I had, for lack of a better term, been born prematurely, and as such there existed an impenetrable medical bubble around me during my first few months of life. The nurses had worn gloves at all times; even the small kisses Peter planted had been through layers of first incubator glass and then waffle-patterned blankets. Afraid their interventions might endanger my fledgling immune system, the doctors took no chances with their miracle, would not have me infected or exposed to human germs. Consequently luck and science conspired to hide my true affliction until I was safely at home. Not until Mrs. Blott laid me on my back to show Peter how to refasten my diaper did it happen: she’d unpinned the one side and was starting on the second when her bare fingers brushed against my thigh. She froze, suddenly, and swayed to the side. I continued gurgling and kicking.

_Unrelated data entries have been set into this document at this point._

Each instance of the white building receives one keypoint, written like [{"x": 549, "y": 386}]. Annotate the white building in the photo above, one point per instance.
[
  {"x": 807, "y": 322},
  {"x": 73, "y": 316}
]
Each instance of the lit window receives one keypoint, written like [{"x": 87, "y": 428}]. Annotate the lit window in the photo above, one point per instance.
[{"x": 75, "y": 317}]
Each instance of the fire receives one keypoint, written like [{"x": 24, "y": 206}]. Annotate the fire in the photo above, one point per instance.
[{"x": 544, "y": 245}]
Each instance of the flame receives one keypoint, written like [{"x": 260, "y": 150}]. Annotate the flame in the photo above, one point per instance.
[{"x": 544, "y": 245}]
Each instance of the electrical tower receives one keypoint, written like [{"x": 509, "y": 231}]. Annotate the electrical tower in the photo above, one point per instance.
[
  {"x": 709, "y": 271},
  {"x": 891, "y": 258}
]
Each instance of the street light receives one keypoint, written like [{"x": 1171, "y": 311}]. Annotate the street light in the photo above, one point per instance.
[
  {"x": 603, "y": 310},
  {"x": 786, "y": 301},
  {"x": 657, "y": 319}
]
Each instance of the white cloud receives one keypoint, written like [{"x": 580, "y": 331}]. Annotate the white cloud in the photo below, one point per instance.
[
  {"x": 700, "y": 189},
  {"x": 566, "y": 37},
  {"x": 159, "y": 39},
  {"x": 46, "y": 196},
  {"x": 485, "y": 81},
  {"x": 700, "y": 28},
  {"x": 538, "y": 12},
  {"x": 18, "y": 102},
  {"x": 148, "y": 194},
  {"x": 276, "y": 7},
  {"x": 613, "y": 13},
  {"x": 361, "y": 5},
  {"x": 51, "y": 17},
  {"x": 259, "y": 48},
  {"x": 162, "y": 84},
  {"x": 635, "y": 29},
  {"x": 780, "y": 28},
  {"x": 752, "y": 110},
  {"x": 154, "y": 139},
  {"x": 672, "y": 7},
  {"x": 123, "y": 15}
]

Peter, eager pupil that he was, blinked at us both for a moment before stepping in to catch her. Ignoring the mess I was making as I wiggled my way out of my soiled diaper, he turned Mrs. Blott one way, then the other, pinched her arm, searched for a pulse. When she did not react, he propped her stiffened body against the changing table. A housefly buzzed over me. My father stood, smacked it between his hands, and watched it fall onto my changing pad. My foot brushed against its body. The buzzing resumed.

The nursery was painted pale pink, with little stenciled flowers on the trim up by the ceiling, and must have been a strange place for Peter’s first supernatural encounter. This did not faze him. He brought my fluffy teddy, the cream-colored one with the giant red bow that had been a birthday present from the nurses, and touched it lightly against the bare skin of my stomach. Nothing happened. He touched his hand against my layette. He watched the flattened housefly veer across the nursery, searching for a window through which to escape. I could not yet smile, but Peter swore that if I could, I would have beamed at him.

Standing directly behind Mrs. Blott, Peter took hold of her arm at the elbow and stretched it out until the fingers grazed my leg. Immediately she coughed and stepped back, almost tripping over his feet in their fawn-colored slippers.

“Ah,” he said.

“What is it?” asked Mrs. Blott, expelling bits of afterlife from her recently roused lungs.

“We’ll just be careful not to touch her, then, I think.”

And so they were.

STILL, I KILLED my father three times before the age of eight, and caused the demise of over a dozen small animals. We lived at my mother’s old family home in the country, far from our nearest human neighbor, but the forest around us was filled with wild beasts. I generally managed to avoid the larger—squirrels, rabbits, deer—yet found no way to spare gnats, midges, or houseflies.

Even the plants could not resist me. This I learned early on, toddling barefooted outside our house, leaving a comet tail of crackling, yellowed grasses where there once had been lush green. Peter, in his odd, dreamy way, simply placed his gloved hand in my chubby one and led me to retrace my steps, watching the color seep back into the landscape.